At the end of this challenge, I found myself very fortunate to work with a spirited, entrepreneurial team who loves to pick up the phone on behalf of kiddos treated and cared for at Phoenix Children’s hospital. It was amazing how quickly we could narrow down and build consensus on where to focus our efforts and how the insights uncovered continue to help in my everyday discovery efforts.
Of course, this challenge was not intended to replace the critically important (and brilliant!) work of ongoing portfolio relationship management or the engagement work that fortifies the heart of our fundraising goals to strategically exceed them. It is a fun way to strengthen new business lead identification through qualitative insights, diversify your organization’s funding mix, bring in new gifts and help motivate your colleagues to do what they do best.

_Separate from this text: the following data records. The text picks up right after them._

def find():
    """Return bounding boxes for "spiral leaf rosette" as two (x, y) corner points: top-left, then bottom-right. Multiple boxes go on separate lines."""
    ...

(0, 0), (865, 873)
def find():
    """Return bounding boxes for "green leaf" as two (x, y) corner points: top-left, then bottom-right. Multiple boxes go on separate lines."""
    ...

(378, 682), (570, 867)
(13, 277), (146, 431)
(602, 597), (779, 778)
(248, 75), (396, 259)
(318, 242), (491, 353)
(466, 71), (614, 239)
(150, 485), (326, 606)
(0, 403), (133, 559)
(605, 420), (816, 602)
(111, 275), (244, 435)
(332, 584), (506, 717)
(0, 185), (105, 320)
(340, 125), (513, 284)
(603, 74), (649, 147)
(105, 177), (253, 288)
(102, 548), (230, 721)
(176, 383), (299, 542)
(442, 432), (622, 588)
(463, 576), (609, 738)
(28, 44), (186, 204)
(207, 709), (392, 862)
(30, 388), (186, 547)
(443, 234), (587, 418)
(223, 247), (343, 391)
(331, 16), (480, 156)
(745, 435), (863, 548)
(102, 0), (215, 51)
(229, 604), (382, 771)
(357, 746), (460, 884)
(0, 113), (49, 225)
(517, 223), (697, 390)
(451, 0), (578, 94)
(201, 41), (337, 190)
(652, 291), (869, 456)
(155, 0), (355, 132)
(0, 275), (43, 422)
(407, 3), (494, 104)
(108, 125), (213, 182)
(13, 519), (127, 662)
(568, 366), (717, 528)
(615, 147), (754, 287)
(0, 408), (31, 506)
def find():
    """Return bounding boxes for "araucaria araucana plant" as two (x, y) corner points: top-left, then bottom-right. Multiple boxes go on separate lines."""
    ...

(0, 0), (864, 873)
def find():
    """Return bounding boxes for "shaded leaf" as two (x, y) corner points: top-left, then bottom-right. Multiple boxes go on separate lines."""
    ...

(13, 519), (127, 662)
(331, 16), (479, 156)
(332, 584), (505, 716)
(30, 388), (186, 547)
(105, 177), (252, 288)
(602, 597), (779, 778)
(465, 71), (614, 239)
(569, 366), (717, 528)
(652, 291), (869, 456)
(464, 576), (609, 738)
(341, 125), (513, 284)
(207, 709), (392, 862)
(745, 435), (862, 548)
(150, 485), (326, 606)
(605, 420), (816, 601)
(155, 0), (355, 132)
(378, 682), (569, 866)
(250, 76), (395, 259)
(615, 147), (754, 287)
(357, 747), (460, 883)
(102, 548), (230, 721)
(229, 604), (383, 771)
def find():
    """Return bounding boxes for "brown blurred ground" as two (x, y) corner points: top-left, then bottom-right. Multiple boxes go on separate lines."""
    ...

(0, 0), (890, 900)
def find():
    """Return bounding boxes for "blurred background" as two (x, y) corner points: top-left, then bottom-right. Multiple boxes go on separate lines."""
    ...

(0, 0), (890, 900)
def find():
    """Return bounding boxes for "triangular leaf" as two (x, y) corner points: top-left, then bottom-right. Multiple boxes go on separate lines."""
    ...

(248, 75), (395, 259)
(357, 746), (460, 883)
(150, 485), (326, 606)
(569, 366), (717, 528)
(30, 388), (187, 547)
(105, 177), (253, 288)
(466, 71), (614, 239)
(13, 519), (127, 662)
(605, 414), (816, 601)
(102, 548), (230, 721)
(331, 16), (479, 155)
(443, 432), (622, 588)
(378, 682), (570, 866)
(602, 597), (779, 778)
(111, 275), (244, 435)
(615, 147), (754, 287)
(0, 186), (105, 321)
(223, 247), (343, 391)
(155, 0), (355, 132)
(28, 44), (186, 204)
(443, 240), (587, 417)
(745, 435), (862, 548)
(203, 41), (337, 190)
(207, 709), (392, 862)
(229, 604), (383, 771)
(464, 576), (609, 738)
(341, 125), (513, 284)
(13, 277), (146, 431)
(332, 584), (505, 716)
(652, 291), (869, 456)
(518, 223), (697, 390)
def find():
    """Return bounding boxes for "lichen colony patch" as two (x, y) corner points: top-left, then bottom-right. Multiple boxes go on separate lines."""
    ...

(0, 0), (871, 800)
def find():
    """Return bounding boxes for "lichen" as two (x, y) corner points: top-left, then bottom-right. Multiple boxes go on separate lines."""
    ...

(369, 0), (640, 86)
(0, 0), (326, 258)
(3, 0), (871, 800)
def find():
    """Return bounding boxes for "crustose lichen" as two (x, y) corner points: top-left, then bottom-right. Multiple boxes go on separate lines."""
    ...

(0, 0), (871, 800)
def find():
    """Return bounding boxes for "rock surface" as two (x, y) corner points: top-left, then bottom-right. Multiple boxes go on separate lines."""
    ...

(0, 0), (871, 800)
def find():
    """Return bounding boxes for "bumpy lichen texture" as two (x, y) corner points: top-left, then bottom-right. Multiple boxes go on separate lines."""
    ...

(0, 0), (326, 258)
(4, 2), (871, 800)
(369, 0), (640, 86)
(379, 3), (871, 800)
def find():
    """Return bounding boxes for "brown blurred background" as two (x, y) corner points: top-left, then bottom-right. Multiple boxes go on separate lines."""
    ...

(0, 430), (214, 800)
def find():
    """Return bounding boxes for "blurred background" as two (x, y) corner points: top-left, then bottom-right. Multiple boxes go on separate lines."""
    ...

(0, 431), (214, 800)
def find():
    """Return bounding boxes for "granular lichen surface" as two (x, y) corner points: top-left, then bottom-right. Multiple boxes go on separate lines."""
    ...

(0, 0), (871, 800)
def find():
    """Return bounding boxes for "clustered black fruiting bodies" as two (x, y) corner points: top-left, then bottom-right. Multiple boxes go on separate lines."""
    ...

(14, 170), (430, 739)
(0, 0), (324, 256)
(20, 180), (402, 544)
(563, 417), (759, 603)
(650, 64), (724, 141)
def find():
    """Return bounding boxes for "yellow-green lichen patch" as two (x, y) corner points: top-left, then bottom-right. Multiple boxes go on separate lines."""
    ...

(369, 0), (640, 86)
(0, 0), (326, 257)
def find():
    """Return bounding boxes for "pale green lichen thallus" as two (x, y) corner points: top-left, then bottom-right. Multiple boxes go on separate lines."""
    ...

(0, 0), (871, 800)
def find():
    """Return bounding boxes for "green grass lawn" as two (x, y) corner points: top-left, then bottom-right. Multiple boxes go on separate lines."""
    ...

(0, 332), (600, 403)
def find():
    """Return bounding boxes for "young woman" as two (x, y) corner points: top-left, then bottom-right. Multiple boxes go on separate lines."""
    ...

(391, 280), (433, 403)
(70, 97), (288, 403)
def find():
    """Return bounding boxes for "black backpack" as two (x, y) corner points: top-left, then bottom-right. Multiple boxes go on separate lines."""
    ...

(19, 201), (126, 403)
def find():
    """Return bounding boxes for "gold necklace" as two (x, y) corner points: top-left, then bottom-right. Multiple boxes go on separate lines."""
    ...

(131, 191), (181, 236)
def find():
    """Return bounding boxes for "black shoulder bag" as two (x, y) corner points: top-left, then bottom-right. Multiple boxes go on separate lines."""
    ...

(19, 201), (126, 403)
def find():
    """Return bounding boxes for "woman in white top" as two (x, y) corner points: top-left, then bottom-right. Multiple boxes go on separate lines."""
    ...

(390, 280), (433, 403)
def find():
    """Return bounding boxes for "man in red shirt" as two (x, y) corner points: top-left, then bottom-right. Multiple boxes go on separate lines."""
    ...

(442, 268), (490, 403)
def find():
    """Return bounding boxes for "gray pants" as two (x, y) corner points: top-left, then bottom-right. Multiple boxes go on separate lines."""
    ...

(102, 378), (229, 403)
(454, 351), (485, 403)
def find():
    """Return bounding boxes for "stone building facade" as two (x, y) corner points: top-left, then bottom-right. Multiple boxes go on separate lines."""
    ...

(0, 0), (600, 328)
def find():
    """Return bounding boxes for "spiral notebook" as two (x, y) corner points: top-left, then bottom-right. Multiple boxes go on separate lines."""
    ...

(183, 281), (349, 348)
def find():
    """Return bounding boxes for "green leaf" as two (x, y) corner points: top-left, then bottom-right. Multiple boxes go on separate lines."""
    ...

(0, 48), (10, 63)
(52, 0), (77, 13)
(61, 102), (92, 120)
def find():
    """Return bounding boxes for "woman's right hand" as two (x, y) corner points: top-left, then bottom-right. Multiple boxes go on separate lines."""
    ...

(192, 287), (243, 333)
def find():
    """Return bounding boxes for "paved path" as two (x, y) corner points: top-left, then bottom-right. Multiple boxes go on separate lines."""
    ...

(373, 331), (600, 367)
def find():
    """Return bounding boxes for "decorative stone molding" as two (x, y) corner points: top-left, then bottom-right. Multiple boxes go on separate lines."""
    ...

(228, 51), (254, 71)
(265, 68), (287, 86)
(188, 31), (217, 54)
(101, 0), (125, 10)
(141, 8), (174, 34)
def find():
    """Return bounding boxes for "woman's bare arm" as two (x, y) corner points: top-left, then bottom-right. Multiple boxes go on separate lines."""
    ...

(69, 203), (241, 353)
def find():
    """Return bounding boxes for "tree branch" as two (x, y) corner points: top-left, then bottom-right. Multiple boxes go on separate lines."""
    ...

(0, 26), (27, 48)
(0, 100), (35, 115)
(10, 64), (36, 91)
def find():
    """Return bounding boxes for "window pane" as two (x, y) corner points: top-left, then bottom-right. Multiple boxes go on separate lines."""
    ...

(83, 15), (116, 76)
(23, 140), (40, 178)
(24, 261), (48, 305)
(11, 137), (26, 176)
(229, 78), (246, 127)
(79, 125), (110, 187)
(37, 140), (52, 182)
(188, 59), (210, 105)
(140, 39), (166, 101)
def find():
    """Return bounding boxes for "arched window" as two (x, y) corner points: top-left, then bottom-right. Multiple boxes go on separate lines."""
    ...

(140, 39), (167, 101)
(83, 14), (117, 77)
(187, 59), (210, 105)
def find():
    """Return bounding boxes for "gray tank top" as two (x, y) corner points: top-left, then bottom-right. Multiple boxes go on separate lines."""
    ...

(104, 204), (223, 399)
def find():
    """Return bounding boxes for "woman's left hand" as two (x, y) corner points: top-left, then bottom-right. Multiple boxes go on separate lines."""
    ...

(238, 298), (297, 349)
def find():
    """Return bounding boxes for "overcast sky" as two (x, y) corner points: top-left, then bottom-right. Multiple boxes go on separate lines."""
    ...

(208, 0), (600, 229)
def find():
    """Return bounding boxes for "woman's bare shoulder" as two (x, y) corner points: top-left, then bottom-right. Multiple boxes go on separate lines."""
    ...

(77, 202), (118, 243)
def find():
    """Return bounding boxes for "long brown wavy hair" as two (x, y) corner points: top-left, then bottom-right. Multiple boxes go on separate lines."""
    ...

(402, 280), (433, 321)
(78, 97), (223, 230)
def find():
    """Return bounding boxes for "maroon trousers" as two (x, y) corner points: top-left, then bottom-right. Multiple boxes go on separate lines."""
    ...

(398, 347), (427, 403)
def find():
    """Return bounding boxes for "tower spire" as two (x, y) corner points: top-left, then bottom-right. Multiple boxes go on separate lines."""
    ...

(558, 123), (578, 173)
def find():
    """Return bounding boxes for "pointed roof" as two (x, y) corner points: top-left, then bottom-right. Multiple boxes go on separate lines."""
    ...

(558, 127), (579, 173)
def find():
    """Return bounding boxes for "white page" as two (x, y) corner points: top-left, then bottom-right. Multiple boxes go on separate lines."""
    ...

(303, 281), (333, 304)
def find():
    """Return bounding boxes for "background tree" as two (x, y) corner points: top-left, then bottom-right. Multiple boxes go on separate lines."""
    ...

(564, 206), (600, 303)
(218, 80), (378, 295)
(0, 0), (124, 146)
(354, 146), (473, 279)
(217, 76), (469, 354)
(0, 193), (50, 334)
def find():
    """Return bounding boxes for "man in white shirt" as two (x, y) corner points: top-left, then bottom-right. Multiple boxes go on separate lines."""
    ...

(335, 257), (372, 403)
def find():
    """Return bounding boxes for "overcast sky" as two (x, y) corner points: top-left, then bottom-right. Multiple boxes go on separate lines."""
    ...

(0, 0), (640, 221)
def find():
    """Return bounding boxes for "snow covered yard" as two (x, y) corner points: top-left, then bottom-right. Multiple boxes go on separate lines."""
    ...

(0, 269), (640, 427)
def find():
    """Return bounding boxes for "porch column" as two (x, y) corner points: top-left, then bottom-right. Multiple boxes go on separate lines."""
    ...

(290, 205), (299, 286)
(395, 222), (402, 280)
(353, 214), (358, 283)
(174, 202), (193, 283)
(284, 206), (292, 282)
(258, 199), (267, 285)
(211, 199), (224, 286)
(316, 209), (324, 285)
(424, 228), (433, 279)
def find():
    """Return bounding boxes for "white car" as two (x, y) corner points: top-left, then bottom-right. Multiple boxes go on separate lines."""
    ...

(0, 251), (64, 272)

If you are looking for a collaborative space to connect on research related to public and private companies that often requires a unique perspective outside of individual giving strategies, consider joining the LinkedIn group Prospect Researchers for Corporate and Foundation Engagement (PR4CFE).
Jane Van Dae, MBA, CFRE
Senior Specialist of Foundation and Corporate Grant Philanthropy, Phoenix Children's
Jane Van Dae works with Phoenix Children's to advance hope, healing and the best possible healthcare for children and their families as a foundation and corporate grant researcher and writer. Jane joined Phoenix Children's in 2019 as a business development and market research specialist. Prior to that, she worked with Valley of the Sun United Way's fight against poverty as a manager of donor impact and prospect research; with Community Catalsyt's mission to transform health care for all developing national foundation grants and with Tufts University School of Medicine in donor and alumni relations. Van Dae recently joined the SWARO regional chapter of APRA as board treasurer.